Fujimura: Yes, and it’s not just accelerating what was done. You have new capabilities. If you’re trying to look at the disposition of a defect—does this piece of dust on the mask matter on the wafer, and does the wafer production even see the dust—that’s a new capability. From a processing standpoint, you don’t have to do it on a separate machine. You can just do that when you’re taking a SEM picture. It speeds up the process.

SE: Where else is GPU acceleration being used?

Fujimura: The NuFlare EBM-9500, which is writing most leading-edge masks today, has a GPU-accelerated mechanism in it. It’s simulating the temperature of every part of the mask as you write these shots. And it adjusts the dose of the VSB shots as it writes by predicting the temperature on the surface rather than measuring it, which is difficult to do. It predicts by simulation what the temperature will be. This is necessary because the machine has 1,200 A/cm². It’s a very strong, sustained current so it heats up the mask.

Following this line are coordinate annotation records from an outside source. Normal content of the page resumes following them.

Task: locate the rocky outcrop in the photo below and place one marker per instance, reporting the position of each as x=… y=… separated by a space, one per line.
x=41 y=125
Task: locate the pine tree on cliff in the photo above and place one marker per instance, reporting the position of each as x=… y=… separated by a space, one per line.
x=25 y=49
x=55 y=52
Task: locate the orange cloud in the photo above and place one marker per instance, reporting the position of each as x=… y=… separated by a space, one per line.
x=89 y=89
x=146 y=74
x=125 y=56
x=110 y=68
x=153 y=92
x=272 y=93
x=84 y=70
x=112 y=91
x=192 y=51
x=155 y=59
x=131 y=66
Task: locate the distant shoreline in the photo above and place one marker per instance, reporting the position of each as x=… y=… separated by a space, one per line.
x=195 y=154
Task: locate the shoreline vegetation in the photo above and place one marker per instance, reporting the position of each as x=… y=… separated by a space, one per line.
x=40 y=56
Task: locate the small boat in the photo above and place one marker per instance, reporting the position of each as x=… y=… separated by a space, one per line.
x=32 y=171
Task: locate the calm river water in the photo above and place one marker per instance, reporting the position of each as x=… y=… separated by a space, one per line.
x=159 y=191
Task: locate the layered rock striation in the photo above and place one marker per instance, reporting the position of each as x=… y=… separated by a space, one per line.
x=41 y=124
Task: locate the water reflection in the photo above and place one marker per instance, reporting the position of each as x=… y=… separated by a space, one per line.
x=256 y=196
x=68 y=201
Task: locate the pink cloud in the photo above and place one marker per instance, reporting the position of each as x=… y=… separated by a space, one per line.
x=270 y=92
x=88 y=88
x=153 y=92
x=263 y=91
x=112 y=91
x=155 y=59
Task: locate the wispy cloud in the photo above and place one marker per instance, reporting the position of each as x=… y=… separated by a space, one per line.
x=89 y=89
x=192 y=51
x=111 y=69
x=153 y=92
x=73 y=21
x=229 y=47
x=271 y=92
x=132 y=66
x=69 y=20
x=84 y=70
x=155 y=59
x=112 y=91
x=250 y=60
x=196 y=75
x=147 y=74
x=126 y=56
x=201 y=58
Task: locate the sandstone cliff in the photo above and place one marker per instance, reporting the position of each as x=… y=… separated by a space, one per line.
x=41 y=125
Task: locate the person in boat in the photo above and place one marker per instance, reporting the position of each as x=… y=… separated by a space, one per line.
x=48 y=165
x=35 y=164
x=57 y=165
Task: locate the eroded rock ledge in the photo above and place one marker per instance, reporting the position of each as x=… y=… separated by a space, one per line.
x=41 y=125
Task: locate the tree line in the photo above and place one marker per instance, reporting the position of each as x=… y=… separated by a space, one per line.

SE: What does the temperature do to the mask, particularly if it’s too hot?

Fujimura: It’s a resist-coated mask. If the temperature is higher, it gets exposed a little quicker, so the mask critical dimension is going to grow a little bit. That could be 2nm or 4nm, which is too much for the mask world. Every EBM-9500 today uses GPU acceleration. It’s about 350 teraflops of GPU acceleration.

SE: So you’re providing the instant feedback that shows if you do something ‘this way,’ here’s the effect?

Fujimura: Yes, and it requires close collaboration so it’s harder. But that’s what the industry is evolving to. You need to be able to work together to achieve these kinds of things. This relationship that D2S has with NuFlare is extending to the next step for NuFlare’s multi-beam machine, the MBM-1000. We also are providing the software that will be doing some multi-beam correction.

SE: Drilling down, what is the impact of GPU acceleration?

Fujimura: The only way that multi-beam machines can have the kind of mask correction that it needs is if you use GPU acceleration to solve that. Multi-beam shoots 512 x 512 (262,144) pixels at the same time. Being able to process that in real time is very difficult without the power of GPUs.